The landfill would be an alternative to the foul smelling eyesore of the gigantic municipal rubbish dump in the Hulene neighbourhood. Successive mayors have promised to close the dump, but it is still there, towering over the houses around it (mostly built illegally).
The threat posed by the dump was illustrated tragically in February 2018 when, after heavy rains, part of the dump collapsed. It slid downhill, burying houses in filth and slime, and killing 17 people.
It was clearly urgent to close the Hulene dump and find somewhere else for the city to throw away its garbage. Negotiations were begun with Matola Municipal Council to open a landfill that could be used by both cities.
Five years later there is still no sign of a landfill in Matlemele, and rubbish is still being dumped in Hulene every day. On Friday, at celebrations marking the 136th anniversary of the elevation of Maputo (then known as Lourenco Marques) to the status of a city, Comiche finally announced that the Matlemele scheme has been abandoned.
There had been no advances at Matlemele, and so Maputo Municipal Council will push ahead on its own and install a landfill in KaTembe, which is the municipal district on the opposite side of Maputo Bay from the centre of the city.
Comiche assured his audience that land in KaTembe is available, and will be supported by the World Bank as part of a package of 100 million dollars it has pledged for the development of Maputo.
Comiche said it had proved impossible to move families living on the land earmarked for the landfill in Matlemele. When his term of office began in 2019 “I tried to find ways of working jointly with Matola Council”. The space eventually found was not in Matola at all, but in KaTembe.
As for finally closing the Hulene dump, Comiche promised that this will happen in 2024 or shortly afterwards. “In a year and a half or two years, we shall close the dump”, he said.

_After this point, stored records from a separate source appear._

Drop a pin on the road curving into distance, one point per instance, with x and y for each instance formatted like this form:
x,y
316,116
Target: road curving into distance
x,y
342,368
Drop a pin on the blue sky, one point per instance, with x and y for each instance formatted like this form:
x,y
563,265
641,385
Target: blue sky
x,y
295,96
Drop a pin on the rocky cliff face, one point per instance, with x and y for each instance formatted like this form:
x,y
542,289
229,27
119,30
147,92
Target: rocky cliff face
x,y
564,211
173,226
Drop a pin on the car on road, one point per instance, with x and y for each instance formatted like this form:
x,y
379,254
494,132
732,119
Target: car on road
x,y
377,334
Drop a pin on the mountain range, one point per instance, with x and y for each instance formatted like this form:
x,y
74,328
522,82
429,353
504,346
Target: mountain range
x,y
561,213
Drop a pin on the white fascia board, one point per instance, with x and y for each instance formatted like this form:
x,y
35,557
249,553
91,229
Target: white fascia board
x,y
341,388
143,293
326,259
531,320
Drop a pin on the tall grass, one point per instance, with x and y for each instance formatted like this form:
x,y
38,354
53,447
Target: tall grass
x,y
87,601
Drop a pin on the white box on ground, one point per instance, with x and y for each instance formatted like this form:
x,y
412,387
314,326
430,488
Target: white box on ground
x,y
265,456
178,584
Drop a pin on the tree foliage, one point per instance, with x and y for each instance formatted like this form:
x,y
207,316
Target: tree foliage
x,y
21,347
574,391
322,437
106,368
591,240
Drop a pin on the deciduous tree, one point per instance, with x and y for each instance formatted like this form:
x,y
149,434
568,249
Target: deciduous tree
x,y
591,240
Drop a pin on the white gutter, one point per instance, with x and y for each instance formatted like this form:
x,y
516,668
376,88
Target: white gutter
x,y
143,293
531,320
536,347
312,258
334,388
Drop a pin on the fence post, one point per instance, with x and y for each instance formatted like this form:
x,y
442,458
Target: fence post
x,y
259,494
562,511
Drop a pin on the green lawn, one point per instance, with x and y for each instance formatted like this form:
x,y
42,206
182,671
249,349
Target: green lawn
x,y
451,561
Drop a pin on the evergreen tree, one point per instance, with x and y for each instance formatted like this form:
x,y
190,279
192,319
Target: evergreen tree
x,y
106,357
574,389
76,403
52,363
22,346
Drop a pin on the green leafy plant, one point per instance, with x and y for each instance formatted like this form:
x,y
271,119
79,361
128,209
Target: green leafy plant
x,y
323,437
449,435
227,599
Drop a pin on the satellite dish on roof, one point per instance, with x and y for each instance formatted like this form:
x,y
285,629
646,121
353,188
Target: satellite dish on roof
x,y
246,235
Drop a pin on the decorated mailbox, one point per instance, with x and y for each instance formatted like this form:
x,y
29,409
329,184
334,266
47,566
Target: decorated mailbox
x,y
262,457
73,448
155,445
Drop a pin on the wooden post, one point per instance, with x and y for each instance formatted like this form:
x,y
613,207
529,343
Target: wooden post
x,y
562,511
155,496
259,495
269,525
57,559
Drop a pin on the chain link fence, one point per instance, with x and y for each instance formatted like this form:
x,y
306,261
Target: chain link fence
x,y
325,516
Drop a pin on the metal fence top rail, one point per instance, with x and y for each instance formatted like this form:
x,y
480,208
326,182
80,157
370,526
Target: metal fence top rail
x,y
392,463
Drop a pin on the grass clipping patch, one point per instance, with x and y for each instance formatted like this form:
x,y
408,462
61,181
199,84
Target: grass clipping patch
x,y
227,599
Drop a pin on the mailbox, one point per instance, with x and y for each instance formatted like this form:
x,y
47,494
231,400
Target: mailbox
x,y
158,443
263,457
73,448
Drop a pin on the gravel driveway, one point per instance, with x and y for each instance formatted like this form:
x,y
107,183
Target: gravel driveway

As for the chronic problem of public transport in the capital, Comiche was confident that the long-promised BRT (Bus Rapid Transit) scheme would come to fruition, coordinated by the Transport Ministry.
As for the plan to build an overhead suspended railway (known as Futran), which should have been built in 2022, Comiche said a contract to implement the scheme has been signed with Chinese partners.